Si l’on considère les chiffres de croissance du commerce international : 13,5 % en 2010, après une chute de 12,2% en 2009, on a tout lieu d’être satisfait. En outre, le commerce intra-asiatique a progressé de plus de 13%, en termes annuels, depuis 2000 et désormais presque 50% des échanges de cette zone se dirigent vers d’autres pays de l’Asie. Par ailleurs, 15% des mesures commerciales restrictives introduites depuis le début de la crise ont déjà été abrogées. Par conséquent, l’OMC (Organisme Mondial du Commerce), dirigé par Pascal Lamy, a tout lieu de se réjouir de cette évolution.
Pourtant le panorama n’est pas aussi brillant qu’on veut bien le dire. En fait, le protectionnisme s’est déplacé, du terrain commercial vers le domaine financier. Tout d’abord nous sommes rentrés véritablement dans une guerre des monnaies entre le dollar, l’euro et le yuan. Une dépréciation monétaire permet en effet de bénéficier d’un avantage compétitif dans la conquête des marchés. La sous évaluation du renmimbi chinois (il n’a progressé que de 3,5 % par rapport au dollar en 2010) favorise les exportations de « l’Empire du Milieu », tandis que les Américains s’efforcent de maintenir le dollar bas, en gardant des taux d’intérêt faibles et en recourant à la planche à billets (« quantitative easing »). De même, l’euro a repris sa marche vers les 1,50 dollars, après une baisse, bienvenue, mais seulement momentanée, provoquée par les crises de la dette, de la Grèce, de l’Irlande et du Portugal ; en effet, lorsque l’euro monte de 10 centimes, une entreprise comme EADS perd 1 milliard (perte de « compétitivité »). En conséquence, la volatilité des devises ne fait que s’accroître et les tentatives de manipulation des cours de change ont encore de beaux jours devant elles.
L’autre forme de protectionnisme financier est encore plus insidieux et concerne les mouvements de capitaux transfrontaliers.

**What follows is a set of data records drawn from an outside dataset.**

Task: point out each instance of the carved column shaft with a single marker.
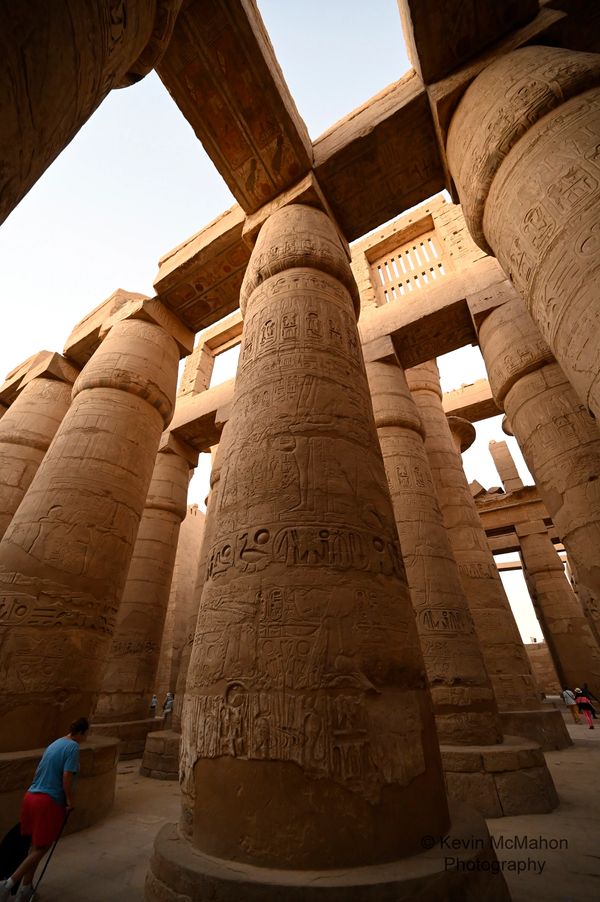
(558, 438)
(463, 700)
(59, 60)
(504, 654)
(573, 647)
(523, 153)
(65, 556)
(26, 431)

Ainsi, depuis plusieurs mois, de nombreux pays ont introduit de nouvelles réglementations sur les entrées de capitaux ; on peut citer : l’Indonésie, la Thaïlande, le Brésil et la Corée du Sud. Qui plus est, des mesures sont prises concernant les rachats d’entreprises locales par des intérêts étrangers. Ainsi les Néerlandais se sont opposés à la prise de contrôle de Draka par le Chinois Xih-mao(1). D’ailleurs, l’Europe envisage, à l’instar des Etats-Unis, de se doter d’une agence de « surveillance des investissements étrangers ». Même à l’intérieur de l’Union Européenne, certains pays, tel la Hongrie édictent des lois restrictives sur les nouveaux investissements étrangers, ce qui inquiète Bruxelles. On pense aussi au désir des Italiens de préserver « l’italianité » de leurs entreprises (cf. l’affaire Parmalat).
En France même, la création du FSI (Fonds Stratégique d’Investissement) et la détermination de 11 secteurs industriels considérés comme « sensibles » indiquent la volonté gouvernementale de rester vigilant, à un moment où les pays émergents se font plus entreprenants (cf. l’ouverture à Paris d’une filiale de la première banque du monde, en termes de capitalisation, l’ICBC (Industrial and Commercial Bank of China)).
Si ces initiatives devaient se multiplier, nous entrerions dans une nouvelle phase de protectionnisme ce qui serait tout à fait dommageable, ainsi que l’a montré l’expérience historique de 1929. A condition que les règles communes soient claires et respectées, le libre-échange demeure un système « globalement positif ». A l’OMC de jouer son rôle d’arbitre.
Bernard MAROIS
Professeur Emérite HEC Paris
Président d’Honneur Club Finance HEC
(1) On pourra, sur ces points, consulter également l’éditorial de Philippe MUDRY, l’AGEFI, n° 259, 13 janvier 2011.